El beisbol callejero, se juega en cualquier lugar.
Por Oniel Moisés Uriarte.

Lo que nunca se podrá poner en dudas, es que el juego de pelota, fue el entretenimiento por excelencia de los muchachos en mi niñez. Desde los finales de los años sesenta, hasta la mitad de los setenta, fueron años, en los que los niños de mi edad y no tan niños, en pueblos y ciudades, a lo largo y ancho de Cuba, íbamos llenando todos los espacios posibles, con el juego de beisbol callejero.

Fuera en las cuatro esquinas, un descampado, un área deportiva inutilizada, calle de poco transito, callejón sin salida, plazoleta o sencillamente, de una acera a otra, eran muchas las variantes del juego de las bolas y los strike que se implementaban, según el área a celebrar los encuentros. El juego de Las cuatro esquinas, con pelota de goma y a mano limpia, tanto para batear, como para coger, era la más socorrida de las formas de jugar a la pelota. El taco, era otra modalidad, fácil de jugar y en el que se utilizaban los recursos mínimos. Solo se requería un palo de escoba al que se cortaba un pedazo para que sirviera de pelota y se jugaba de una acera a la otra. Al suave, se jugaba con una pelota que normalmente confeccionábamos con recortes de tela y cinta aislante o esparadrapo y como su nombre le identifica, los lanzamientos para el bateador eran suaves, por lo que no se requería un receptor y podía jugarse en una calle con poco tráfico.
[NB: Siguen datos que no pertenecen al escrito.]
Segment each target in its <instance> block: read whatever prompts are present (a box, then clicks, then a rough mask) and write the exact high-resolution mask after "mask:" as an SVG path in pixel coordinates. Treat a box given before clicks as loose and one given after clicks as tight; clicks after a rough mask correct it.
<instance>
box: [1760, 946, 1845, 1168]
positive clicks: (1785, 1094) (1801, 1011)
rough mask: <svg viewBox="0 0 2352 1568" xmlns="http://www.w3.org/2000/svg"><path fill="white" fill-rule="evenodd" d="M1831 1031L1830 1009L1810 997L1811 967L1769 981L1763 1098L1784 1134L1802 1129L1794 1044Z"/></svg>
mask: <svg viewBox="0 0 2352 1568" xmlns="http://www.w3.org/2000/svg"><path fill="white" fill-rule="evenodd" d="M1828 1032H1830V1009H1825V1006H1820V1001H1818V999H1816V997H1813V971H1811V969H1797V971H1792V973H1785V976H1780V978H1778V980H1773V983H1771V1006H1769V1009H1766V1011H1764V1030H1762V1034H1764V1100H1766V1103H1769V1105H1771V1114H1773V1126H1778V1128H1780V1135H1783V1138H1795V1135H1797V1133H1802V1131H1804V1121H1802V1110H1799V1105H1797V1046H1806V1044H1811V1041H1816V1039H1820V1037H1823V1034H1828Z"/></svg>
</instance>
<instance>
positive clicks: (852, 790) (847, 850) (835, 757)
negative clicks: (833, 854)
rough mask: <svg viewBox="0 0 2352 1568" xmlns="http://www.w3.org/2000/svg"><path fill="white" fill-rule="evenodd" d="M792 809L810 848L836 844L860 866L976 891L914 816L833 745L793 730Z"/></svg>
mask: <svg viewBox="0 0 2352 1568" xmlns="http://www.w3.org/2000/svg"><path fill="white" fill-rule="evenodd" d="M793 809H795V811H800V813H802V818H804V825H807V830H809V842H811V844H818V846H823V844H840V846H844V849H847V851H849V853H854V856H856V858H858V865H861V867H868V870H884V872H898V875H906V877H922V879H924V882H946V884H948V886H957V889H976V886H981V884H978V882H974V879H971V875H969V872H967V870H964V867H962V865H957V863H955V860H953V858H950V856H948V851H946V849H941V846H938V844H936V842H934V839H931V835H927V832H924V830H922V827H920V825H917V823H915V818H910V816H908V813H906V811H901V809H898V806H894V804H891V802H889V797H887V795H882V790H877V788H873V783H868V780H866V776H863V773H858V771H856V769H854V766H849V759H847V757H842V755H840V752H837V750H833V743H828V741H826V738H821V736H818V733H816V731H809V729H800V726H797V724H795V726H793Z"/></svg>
Jugar al duro, ya era una modalidad de mayor categoría, se utilizaban guantes, bate y pelota de cuero dura, más conocidas como pelotas de poli. Regularmente se jugaba en algún terreno abandonado, plazoleta o descampado y los equipos llevaban un receptor con careta, peto protector y mascota y según las dimensiones del terreno aumentaban hasta nueve los jugadores que participábamos por cada equipo.

Salir de la escuela en la tarde, llegar a casa, cambiarnos de ropa, merendar algo ligero, y bajar a reunirnos con los muchachos del barrio en la calle Indio, era un ritual al que no escapábamos ninguno. La libertad de la que gozábamos los niños por entonces, es envidiable en cualquier sociedad actual. Podíamos estar jugando hasta cerca de las nueve de la noche, sin que esto representara preocupación alguna para nuestras familias.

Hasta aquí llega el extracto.